The Dos and Don’ts of Caring for Those Who are Hurting
No one likes to see someone they care about in pain. It can be an overwhelming desire to want to comfort the hurting, but our well-intentioned attempts to lessen the pain often increase it. I have talked to countless people who have heart-wrenching stories of pain inflicted on them by those trying (and failing miserably) to comfort them. I myself have been crushed by the things said and done to me by others desperate to help me feel better.
This post, The Dos and Don’ts of Caring for Those Who are Hurting, is intended to help remedy this disconnect between our desire to help those we care about and our ability. Unfortunately, good intentions are simply not good enough. It is time to clue in and take it upon ourselves to become equipped to effectively care for those who are hurting.
1. Do listen, don’t talk
People in pain have a lot to process. Processing is complicated by the emotional roller coaster they are on and depending on how much pain they are in will depend on how long they stay on that roller coaster. Allowing those who are hurting the freedom to talk as much or as little as they want is important. Listening comforts. Giving them the freedom to share their feelings on their terms, letting them repeat themselves, and letting them cry, laugh, yell, and not be themselves is essential to conveying that you love and support them. Talking does not comfort. Most of the time well-intentioned words only add to the pain.
If you must say something say only “I’m so sorry,” and “I am here for you”. Do not say, “Everything is going to be ok” or “Everything happens for a reason.” Rationalizing away pain is counterproductive in every respect. It doesn’t matter what you think, it only matters how they feel so give them the freedom to feel. If you truly desire to be a comfort to someone in emotional pain simply be quiet and listen.
2. Do take the initiative, don’t wait to be asked for help.
Hurting people are afraid to burden others with their pain. If you just step back and wait for them to tell you what they need they most likely never will. Truthfully, they might not even know what they need. Emotional pain is confusing and when something hurts emotionally our first response is often to feel embarrassment or shame for “taking it so hard.” Don’t compound these feelings by stepping back. The needs of the hurting person will evolve and so should your support. Put the needs of the hurting person first and check your ego at the door. After all, this is about them, not you. Don’t take it personally if your help is not acknowledged or even rejected. Use maturity and wisdom and be respectful. If you are specifically asked not to help, honor that request, but if no such request is made than help away. Show you care by taking the initiative to help without being asked.
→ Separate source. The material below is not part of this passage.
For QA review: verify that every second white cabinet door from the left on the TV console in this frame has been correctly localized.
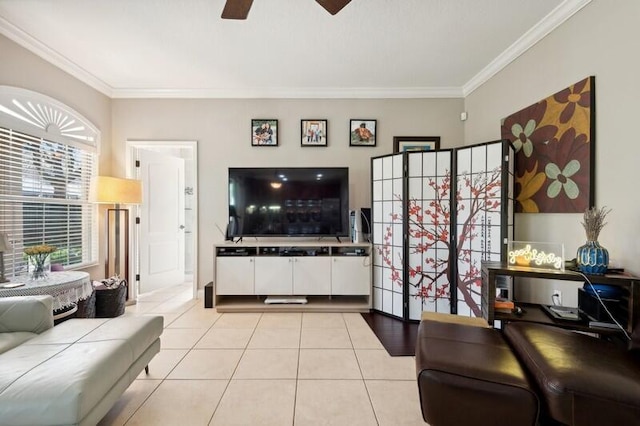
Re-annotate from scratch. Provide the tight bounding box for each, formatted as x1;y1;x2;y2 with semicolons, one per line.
255;256;294;296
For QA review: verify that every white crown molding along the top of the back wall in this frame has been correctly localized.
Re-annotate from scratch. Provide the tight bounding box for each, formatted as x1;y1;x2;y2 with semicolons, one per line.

3. Do commit for the long haul, don’t disappear after six weeks.
I don’t know what it is about the six week mark exactly but it is somewhat of a phenomenon. After my daughters died in 2008 people came out of the wood work to console me for the first six weeks and then as suddenly as they came they were gone. Many others I have talked to experienced this same six week phenomenon. It is almost like at six weeks people feel “off the hook” so to speak and return to their own lives.
I was blessed though to have a small handful of friends and family who did stand by me for the duration. They remain by my side to this day. Their long-term support benefited my healing more than any other factor.
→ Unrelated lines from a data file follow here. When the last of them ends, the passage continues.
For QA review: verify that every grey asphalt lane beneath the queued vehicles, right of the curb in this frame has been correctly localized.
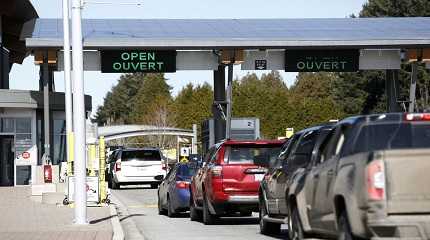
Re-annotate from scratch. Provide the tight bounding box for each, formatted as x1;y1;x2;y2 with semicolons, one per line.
111;186;287;240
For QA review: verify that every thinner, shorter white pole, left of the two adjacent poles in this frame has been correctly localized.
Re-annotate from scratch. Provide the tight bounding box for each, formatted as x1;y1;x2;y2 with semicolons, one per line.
63;0;73;176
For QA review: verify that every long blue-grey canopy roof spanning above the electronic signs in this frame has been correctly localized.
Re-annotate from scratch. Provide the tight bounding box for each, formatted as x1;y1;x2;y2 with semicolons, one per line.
21;17;430;50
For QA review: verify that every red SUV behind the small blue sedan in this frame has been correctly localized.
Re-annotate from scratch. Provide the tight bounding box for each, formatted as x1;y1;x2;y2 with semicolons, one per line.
190;140;283;224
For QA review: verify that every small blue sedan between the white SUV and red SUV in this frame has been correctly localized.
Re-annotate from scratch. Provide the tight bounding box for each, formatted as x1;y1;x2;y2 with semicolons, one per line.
158;163;197;217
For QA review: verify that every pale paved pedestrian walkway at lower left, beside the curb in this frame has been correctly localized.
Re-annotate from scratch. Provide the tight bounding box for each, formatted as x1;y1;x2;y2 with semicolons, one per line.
0;187;113;240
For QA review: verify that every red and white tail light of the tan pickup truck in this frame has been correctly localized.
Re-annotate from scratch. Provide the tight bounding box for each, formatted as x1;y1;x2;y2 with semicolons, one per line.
367;160;385;201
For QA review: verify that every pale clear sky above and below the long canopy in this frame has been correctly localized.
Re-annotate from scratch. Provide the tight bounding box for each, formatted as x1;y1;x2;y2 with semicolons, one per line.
10;0;366;113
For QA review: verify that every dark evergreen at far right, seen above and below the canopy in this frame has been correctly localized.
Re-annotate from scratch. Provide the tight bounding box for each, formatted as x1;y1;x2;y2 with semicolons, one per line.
334;0;430;115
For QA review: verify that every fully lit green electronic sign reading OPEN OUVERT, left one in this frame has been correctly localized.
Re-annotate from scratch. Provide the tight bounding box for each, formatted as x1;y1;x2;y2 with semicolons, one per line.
101;50;176;73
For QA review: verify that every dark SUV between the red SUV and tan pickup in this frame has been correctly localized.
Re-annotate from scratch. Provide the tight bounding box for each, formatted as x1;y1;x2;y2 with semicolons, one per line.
259;125;332;234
If you want to truly support and comfort someone you care about that is hurting walk beside them for the duration. Don’t stand by them on your time frame, commit to their time frame and stick it out. Many factors will define what that duration will be exactly and it differs for everyone, but the security of knowing they have someone to depend on for emotional support not matter how long it takes is a hurting person’s greatest comfort.
4. Do be empathetic, don’t be judgmental
The best advice I ever got after my daughters deaths was to give my husband the freedom to grieve his own way and not compare his grief and way of expressing it to mine. This is exceptionally wise advice across the board. It is notour job to judge, compare, or measure another person’s response to pain. Each person is different and will therefore have a unique response. There is no right or wrong way to handle emotional pain and offering our empathy instead of our judgment is the best way to be supportive.
5. Do send a gift, don’t send flowers.
Sending or bringing a gift to show your love and support is a beautiful way to comfort someone in pain. Hurting people need to know others are thinking of them and that they are not alone. There are many thoughtful gift options, but I’ll be frank, a bouquet of flowers is not one of them. Everyone who has ever sent flowers since the dawn of time I’m convinced meant well by doing so, but meaning well is not enough. It is so widely accepted in our culture to send flowers that I don’t think anyone has ever really stopped to think it through. The problem with flowers is that they die. The comfort they provide comes to a depressing end when the petals fall off and the stems wilt. If your intent is to provide real and lasting comfort do the more thoughtful thing and send a gift that can’t die. Don’t send flowers.